- Born: Molly Bridger 13 August 1917 London, England
- Died: 20 April 1994 (aged 76) Lahore, Pakistan
- Known for: Painting, educator
- Spouse: Sheikh Ahmed ​ ​(m. 1939; div. 1951)​
- Awards: Tamgha-e-Imtiaz (Medal of Excellence) by the Government of Pakistan in 1963 Pride of Performance Award by the President of Pakistan in 1969

= Anna Molka Ahmed =

Pakistani painter artist (1917–1994)

Anna Molka Ahmed (13 August 1917 - 20 April 1994) was a Pakistani artist and a pioneer of fine arts education in the country after its independence in 1947. She was a professor of fine arts at the University of the Punjab in Lahore.

==Early life and career==
Anna Molka Ahmed was born Molly Bridger to Jewish parents, in London, England on 13 August 1917. Her mother was Polish and father was Russian. She converted to Islam at the age of 18 in 1935, before marrying Sheikh Ahmed in October 1939, who was then studying in London. She studied painting, sculpture and design at St. Martin School of Arts in London, and received a scholarship to the Royal Academy of Art.

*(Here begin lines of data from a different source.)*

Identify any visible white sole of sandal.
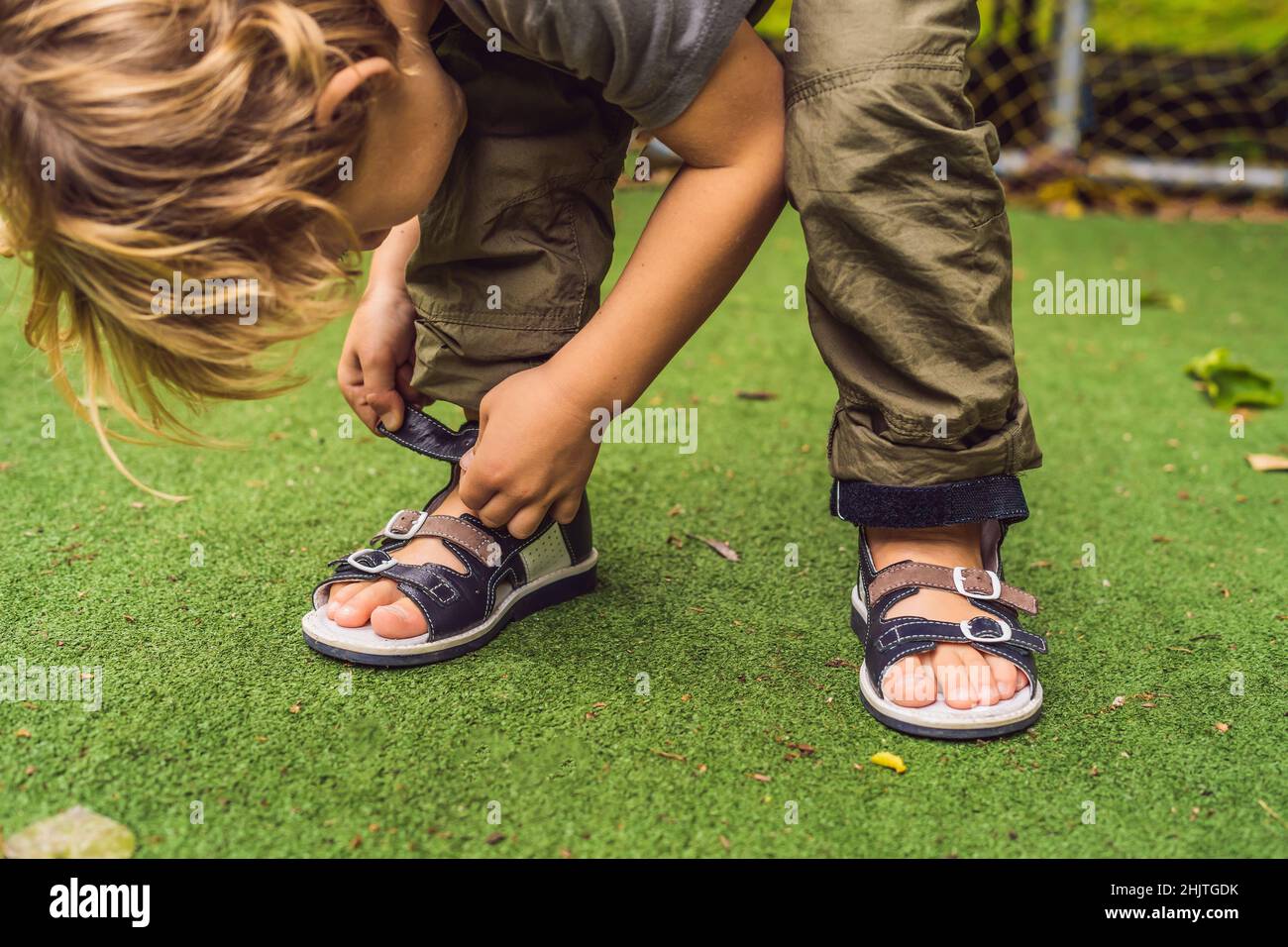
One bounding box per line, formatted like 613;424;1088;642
303;549;599;668
850;586;1042;740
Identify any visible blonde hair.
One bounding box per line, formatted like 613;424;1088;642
0;0;398;498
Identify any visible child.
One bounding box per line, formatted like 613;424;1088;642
0;0;785;665
0;0;1044;737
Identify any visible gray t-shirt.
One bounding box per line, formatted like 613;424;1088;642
447;0;756;128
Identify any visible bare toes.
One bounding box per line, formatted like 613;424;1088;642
984;655;1018;701
326;582;366;618
371;598;426;638
931;647;975;710
960;648;1000;707
881;655;935;707
332;579;402;627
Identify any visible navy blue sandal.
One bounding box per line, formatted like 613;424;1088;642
304;408;599;668
850;520;1047;740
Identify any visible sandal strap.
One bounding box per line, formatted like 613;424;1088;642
376;404;480;464
371;510;501;567
871;614;1047;655
868;562;1038;614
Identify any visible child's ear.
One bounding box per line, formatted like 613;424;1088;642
313;55;395;128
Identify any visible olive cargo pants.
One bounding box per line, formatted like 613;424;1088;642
407;0;1040;527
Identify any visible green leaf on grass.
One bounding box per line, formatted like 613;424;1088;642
1185;348;1284;411
4;805;134;858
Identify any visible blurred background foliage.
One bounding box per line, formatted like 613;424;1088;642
757;0;1288;53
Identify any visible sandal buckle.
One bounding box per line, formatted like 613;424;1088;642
961;614;1012;644
345;549;398;575
380;510;429;540
953;566;1002;600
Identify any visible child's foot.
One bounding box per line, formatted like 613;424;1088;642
326;489;472;638
864;523;1029;710
301;411;599;668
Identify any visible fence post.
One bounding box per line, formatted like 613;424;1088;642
1047;0;1091;152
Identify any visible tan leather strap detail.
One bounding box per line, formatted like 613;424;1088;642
381;510;501;566
868;562;1038;614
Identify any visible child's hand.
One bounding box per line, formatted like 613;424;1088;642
460;365;599;539
336;286;428;430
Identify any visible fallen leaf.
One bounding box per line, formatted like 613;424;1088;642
4;805;134;858
1244;454;1288;473
868;750;909;773
649;750;690;763
684;532;742;562
1185;348;1284;411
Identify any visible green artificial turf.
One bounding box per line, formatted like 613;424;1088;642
0;191;1288;857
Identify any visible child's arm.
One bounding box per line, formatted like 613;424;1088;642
461;25;785;536
336;218;425;430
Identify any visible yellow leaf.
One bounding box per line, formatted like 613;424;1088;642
870;750;909;773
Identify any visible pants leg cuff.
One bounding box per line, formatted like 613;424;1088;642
832;474;1029;528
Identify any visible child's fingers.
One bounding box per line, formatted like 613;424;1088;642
550;489;581;526
505;504;546;540
460;459;497;510
385;362;434;409
478;493;519;530
368;388;406;430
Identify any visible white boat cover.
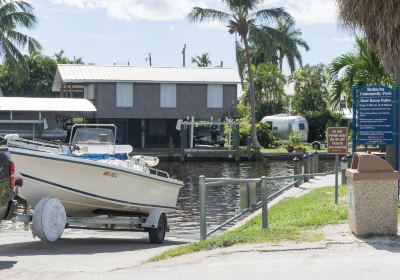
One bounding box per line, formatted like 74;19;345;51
0;97;96;112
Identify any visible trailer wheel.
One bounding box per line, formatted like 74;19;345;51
149;213;168;244
31;197;67;242
311;141;321;150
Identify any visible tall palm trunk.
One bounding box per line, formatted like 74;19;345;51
242;35;261;150
279;50;285;73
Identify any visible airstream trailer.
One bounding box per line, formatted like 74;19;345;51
261;114;308;142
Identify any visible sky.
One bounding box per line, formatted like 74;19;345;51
27;0;354;72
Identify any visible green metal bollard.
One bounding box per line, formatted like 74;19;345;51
293;157;302;187
303;153;310;182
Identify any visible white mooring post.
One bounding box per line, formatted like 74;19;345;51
199;175;207;240
261;176;268;229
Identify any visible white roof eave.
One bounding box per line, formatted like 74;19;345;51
0;97;97;112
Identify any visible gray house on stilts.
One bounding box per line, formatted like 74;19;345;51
53;64;240;147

Ahmed moved to Lahore in 1940 and, besides painting, taught fine art at the University of the Punjab. Professor Emeritus Anna Molka Ahmed set up the Department of Fine Arts now called the College of Arts and Design at the University of the Punjab, which she headed until 1978.

In 1951, the couple parted ways but Anna chose to remain in Pakistan with her two daughters until her death on 20 April 1994.

In her 55-year career, "she was well known as a painter of evocative landscapes, grand thematic figurative compositions and observant, insightful portraits. Her works are characterized by a signature impasto technique executed in a flamboyant, vivid palette."

==Awards and honours==
She was awarded the Tamgha-i-Imtiaz (Medal of Excellence) by the Government of Pakistan in 1963, for her services in the field of fine arts education.
- Pride of Performance Award in 1969 by the President of Pakistan.
- Khudeja Tul Kubra Medal

On 14 August 2006, Pakistan Post issued a Rs. 40 sheetlet of stamps to posthumously honour ten Pakistani painters. Besides Anna Molka Ahmed, the other nine painters were: Laila Shahzada, Askari Mian Irani, Sadequain, Ali Imam, Shakir Ali, Zahoor ul Akhlaq, Zubeida Agha, Ahmed Pervez and Bashir Mirza.

==Google Doodle for her==
On 1 June 2020, Google celebrated her with a Google Doodle.